Tuesday, September 27, 2011

what I learned about creativity

It's easy to think that creativity is limited to just artists. That it is some elusive force that you can't control, but can only tap into. That some people have it and other people don't. That there is an epic struggle that you must undergo to have creativity bestowed upon you. But after my creativity call this month, I came to the understanding that creativity is more about HOW you go about the things you do than WHAT exactly it is you go about.

1. Be aware
We defined creativity as doing something new, or doing something you've done before in a way you've never done it before. This creates new neuronal connections in your brain, and fills a very technical definition of creativity. (See more about this at my friend Gwen's blog here.) To create these connections, you could do something simple like brush your teeth with the non-dominant hand, or head to work via a route you don't normally take. This awkwardness or intentionality drives you to a greater sense of awareness of the present moment, and that awareness is an important part of creativity.

We talk about "flow" and being really absorbed in a creative process, be it writing a play or designing a business plan. And in this state the hours can fly by and you're not at all aware of your surroundings. (Some people (who are not me) can even ignore their bodies in this kind of flow and go without eating all day long.) So how is this flow (that ignores a rumbly tummy) an awareness of the present moment? It's by focusing intently on the work at hand -- the work in the present moment -- that our attention and awareness are drawn to the present.

2. Be expressive
There are two kinds of creativity -- the kind that stays in your head and goes unexpressed or unidentified (passive) and the kind that gets shared in some kind of medium like paint or song or words or business or your outfit (active). And you can be passively creative, solely experiencing your unique perspective on the world, or you can share that perspective with others. And it's this second kind of creativity that I think most people associate with the term "creativity."

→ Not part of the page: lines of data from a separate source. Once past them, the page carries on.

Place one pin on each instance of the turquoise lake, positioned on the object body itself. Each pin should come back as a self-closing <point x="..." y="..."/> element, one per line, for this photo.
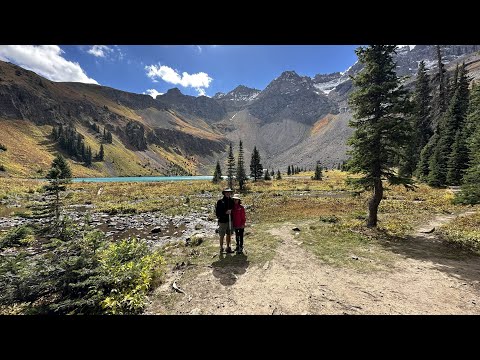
<point x="143" y="179"/>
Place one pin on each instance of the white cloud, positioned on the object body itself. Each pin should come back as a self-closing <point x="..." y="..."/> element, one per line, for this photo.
<point x="100" y="50"/>
<point x="198" y="81"/>
<point x="45" y="60"/>
<point x="152" y="92"/>
<point x="411" y="47"/>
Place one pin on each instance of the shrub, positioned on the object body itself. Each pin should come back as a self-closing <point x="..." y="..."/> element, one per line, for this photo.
<point x="14" y="236"/>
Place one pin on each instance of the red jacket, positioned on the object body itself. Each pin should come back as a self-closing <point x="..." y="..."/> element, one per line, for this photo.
<point x="238" y="216"/>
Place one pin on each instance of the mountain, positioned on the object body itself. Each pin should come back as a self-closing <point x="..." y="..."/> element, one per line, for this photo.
<point x="237" y="98"/>
<point x="149" y="136"/>
<point x="296" y="120"/>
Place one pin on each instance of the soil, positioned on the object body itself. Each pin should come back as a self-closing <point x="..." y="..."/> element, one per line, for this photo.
<point x="429" y="276"/>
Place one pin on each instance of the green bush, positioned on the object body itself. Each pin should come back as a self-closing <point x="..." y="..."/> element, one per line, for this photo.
<point x="132" y="270"/>
<point x="14" y="236"/>
<point x="329" y="219"/>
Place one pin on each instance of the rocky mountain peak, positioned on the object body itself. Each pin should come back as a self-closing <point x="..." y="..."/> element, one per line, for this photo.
<point x="173" y="92"/>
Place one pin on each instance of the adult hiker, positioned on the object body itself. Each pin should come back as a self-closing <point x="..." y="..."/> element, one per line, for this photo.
<point x="223" y="211"/>
<point x="239" y="220"/>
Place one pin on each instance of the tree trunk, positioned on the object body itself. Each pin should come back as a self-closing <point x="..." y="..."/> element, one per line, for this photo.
<point x="374" y="203"/>
<point x="57" y="204"/>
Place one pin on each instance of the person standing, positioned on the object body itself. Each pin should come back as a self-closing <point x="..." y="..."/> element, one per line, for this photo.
<point x="223" y="211"/>
<point x="239" y="220"/>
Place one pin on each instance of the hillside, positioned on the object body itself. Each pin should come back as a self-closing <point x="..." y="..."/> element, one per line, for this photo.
<point x="148" y="138"/>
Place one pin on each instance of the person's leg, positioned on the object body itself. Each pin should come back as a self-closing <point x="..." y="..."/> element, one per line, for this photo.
<point x="221" y="242"/>
<point x="229" y="238"/>
<point x="221" y="233"/>
<point x="240" y="238"/>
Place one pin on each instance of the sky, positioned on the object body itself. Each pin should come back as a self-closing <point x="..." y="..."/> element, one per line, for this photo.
<point x="194" y="69"/>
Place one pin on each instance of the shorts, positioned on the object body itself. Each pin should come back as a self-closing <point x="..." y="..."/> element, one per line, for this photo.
<point x="223" y="229"/>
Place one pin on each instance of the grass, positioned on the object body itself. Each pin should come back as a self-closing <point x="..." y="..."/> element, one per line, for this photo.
<point x="464" y="231"/>
<point x="337" y="244"/>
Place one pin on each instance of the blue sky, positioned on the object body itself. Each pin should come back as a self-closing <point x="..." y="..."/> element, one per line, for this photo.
<point x="194" y="69"/>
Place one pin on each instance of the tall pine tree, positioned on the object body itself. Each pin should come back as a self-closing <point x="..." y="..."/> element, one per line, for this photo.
<point x="230" y="167"/>
<point x="58" y="176"/>
<point x="256" y="168"/>
<point x="318" y="172"/>
<point x="217" y="174"/>
<point x="422" y="127"/>
<point x="241" y="174"/>
<point x="441" y="165"/>
<point x="470" y="193"/>
<point x="380" y="104"/>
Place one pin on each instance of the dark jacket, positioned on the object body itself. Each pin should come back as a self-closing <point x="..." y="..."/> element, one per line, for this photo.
<point x="222" y="206"/>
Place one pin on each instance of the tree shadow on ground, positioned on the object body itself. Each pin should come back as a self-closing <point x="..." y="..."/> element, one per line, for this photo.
<point x="447" y="257"/>
<point x="228" y="266"/>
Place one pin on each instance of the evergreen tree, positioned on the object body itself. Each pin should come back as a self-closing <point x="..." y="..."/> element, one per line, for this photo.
<point x="458" y="159"/>
<point x="241" y="174"/>
<point x="422" y="130"/>
<point x="256" y="168"/>
<point x="101" y="153"/>
<point x="230" y="167"/>
<point x="470" y="193"/>
<point x="88" y="156"/>
<point x="217" y="175"/>
<point x="318" y="172"/>
<point x="423" y="166"/>
<point x="58" y="176"/>
<point x="380" y="104"/>
<point x="441" y="96"/>
<point x="267" y="175"/>
<point x="452" y="122"/>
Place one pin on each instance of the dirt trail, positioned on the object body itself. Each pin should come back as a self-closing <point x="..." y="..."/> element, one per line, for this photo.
<point x="429" y="277"/>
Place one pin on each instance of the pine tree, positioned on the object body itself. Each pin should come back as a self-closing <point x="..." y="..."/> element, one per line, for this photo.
<point x="318" y="172"/>
<point x="470" y="190"/>
<point x="230" y="167"/>
<point x="458" y="159"/>
<point x="256" y="168"/>
<point x="88" y="156"/>
<point x="217" y="175"/>
<point x="58" y="176"/>
<point x="267" y="175"/>
<point x="241" y="174"/>
<point x="381" y="105"/>
<point x="422" y="131"/>
<point x="452" y="122"/>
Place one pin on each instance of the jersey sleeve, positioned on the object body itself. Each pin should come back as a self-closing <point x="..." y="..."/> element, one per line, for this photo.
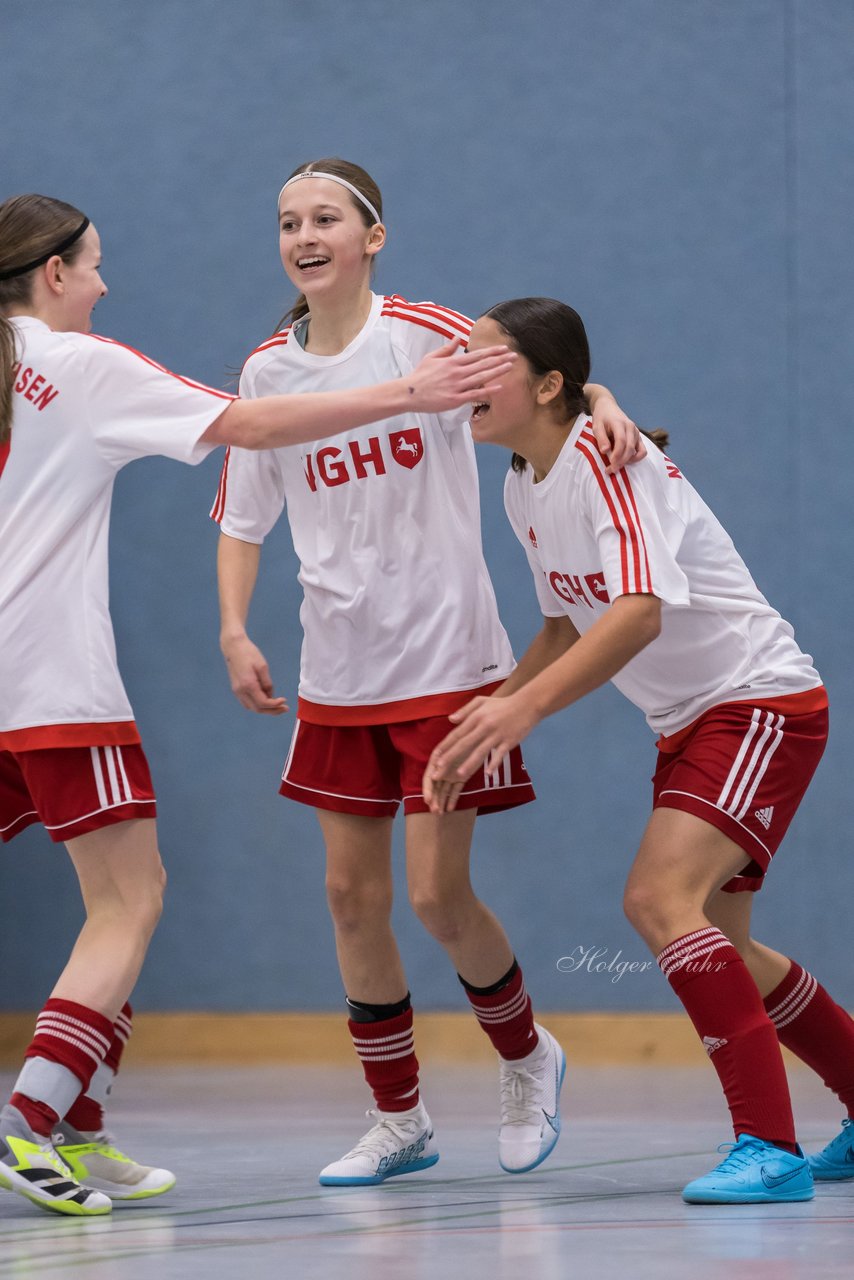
<point x="549" y="607"/>
<point x="635" y="528"/>
<point x="137" y="408"/>
<point x="419" y="328"/>
<point x="250" y="497"/>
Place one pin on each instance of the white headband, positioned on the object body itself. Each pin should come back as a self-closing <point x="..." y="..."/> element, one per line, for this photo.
<point x="342" y="182"/>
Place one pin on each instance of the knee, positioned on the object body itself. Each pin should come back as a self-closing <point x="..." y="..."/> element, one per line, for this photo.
<point x="356" y="905"/>
<point x="643" y="908"/>
<point x="442" y="914"/>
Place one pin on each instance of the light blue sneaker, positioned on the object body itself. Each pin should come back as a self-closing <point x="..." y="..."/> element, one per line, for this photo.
<point x="401" y="1142"/>
<point x="836" y="1161"/>
<point x="753" y="1173"/>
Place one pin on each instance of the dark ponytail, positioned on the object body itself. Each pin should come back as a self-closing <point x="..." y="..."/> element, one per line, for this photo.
<point x="30" y="229"/>
<point x="356" y="177"/>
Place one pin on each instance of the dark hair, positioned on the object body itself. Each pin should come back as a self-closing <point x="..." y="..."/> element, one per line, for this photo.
<point x="549" y="336"/>
<point x="30" y="225"/>
<point x="356" y="177"/>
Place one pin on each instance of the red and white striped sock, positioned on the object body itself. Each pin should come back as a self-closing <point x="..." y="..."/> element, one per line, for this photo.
<point x="505" y="1013"/>
<point x="87" y="1111"/>
<point x="387" y="1052"/>
<point x="721" y="999"/>
<point x="816" y="1029"/>
<point x="69" y="1043"/>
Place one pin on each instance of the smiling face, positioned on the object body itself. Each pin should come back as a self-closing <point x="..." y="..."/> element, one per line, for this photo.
<point x="81" y="284"/>
<point x="505" y="417"/>
<point x="323" y="240"/>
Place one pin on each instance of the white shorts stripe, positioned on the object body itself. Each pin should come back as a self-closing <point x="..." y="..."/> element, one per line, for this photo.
<point x="762" y="766"/>
<point x="110" y="771"/>
<point x="119" y="760"/>
<point x="736" y="763"/>
<point x="99" y="776"/>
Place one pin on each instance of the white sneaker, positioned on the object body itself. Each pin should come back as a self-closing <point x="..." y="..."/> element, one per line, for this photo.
<point x="96" y="1162"/>
<point x="401" y="1142"/>
<point x="530" y="1118"/>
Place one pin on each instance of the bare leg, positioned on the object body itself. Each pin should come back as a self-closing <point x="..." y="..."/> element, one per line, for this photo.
<point x="122" y="881"/>
<point x="360" y="891"/>
<point x="437" y="865"/>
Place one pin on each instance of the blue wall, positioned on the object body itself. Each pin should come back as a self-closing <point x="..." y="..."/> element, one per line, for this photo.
<point x="683" y="173"/>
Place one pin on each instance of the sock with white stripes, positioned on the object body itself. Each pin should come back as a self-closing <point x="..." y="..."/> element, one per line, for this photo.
<point x="724" y="1002"/>
<point x="87" y="1111"/>
<point x="816" y="1029"/>
<point x="69" y="1043"/>
<point x="383" y="1038"/>
<point x="505" y="1013"/>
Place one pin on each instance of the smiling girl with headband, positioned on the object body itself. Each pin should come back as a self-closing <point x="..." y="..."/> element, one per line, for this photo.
<point x="640" y="585"/>
<point x="74" y="408"/>
<point x="401" y="629"/>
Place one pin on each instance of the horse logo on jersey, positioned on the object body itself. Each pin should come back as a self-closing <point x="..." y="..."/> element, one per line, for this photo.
<point x="407" y="447"/>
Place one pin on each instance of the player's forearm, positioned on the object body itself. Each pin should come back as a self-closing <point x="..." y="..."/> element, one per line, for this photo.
<point x="546" y="648"/>
<point x="237" y="565"/>
<point x="273" y="421"/>
<point x="596" y="392"/>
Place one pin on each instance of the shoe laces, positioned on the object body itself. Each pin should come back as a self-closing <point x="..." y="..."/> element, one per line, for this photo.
<point x="740" y="1155"/>
<point x="386" y="1136"/>
<point x="54" y="1159"/>
<point x="521" y="1095"/>
<point x="843" y="1141"/>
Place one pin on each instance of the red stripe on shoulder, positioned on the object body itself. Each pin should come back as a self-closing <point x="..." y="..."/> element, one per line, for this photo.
<point x="218" y="510"/>
<point x="442" y="320"/>
<point x="597" y="467"/>
<point x="147" y="360"/>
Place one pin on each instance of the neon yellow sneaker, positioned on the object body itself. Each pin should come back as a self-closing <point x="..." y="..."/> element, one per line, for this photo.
<point x="95" y="1161"/>
<point x="30" y="1166"/>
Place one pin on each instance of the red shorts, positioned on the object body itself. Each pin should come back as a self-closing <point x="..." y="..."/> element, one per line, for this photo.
<point x="73" y="790"/>
<point x="744" y="768"/>
<point x="369" y="769"/>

It's kind of a tree-falls-in-the-forest situation; if you're creative without awareness or expression, are you really creative? Or are you on auto-pilot?

3. Be courageous
There are plenty of obstacles to being creative. Fear of rejection keeps plenty of people from sharing the passive creativity they enjoy in their own heads -- "oh, I can't paint that, they'll hate it." The worry that the creative project is not good enough, not creative enough, unacceptable, etc. keeps plenty of people from bringing their visions to light. And what about that nagging need to finish a project instead of allowing yourself to simply play creatively? Or the trials of being labeled as "the creative one" and having to live up to that? All of these things can be a tall order. That's why it's important to be both creative and curious with your creativity. Remove the rules that say there needs to be a finished product. Be brave enough to challenge your own notions of creativity -- that, in and of itself, is an act of creativity!

These are three simple things you can do to have more creativity in your life. Be aware, be expressive, be courageous. The steps you take in any of these directions don't have to be grand, either. I was hiking down a very slippery trail recently and found that the placement of my feet was incredibly creative -- my body was orienting itself to the trail without my conscious mind's involvement. And if I hadn't had the awareness in the present moment of what was happening, I might have missed it all together.

(And if I hadn't been expressive or courageous, you might have missed it, too!)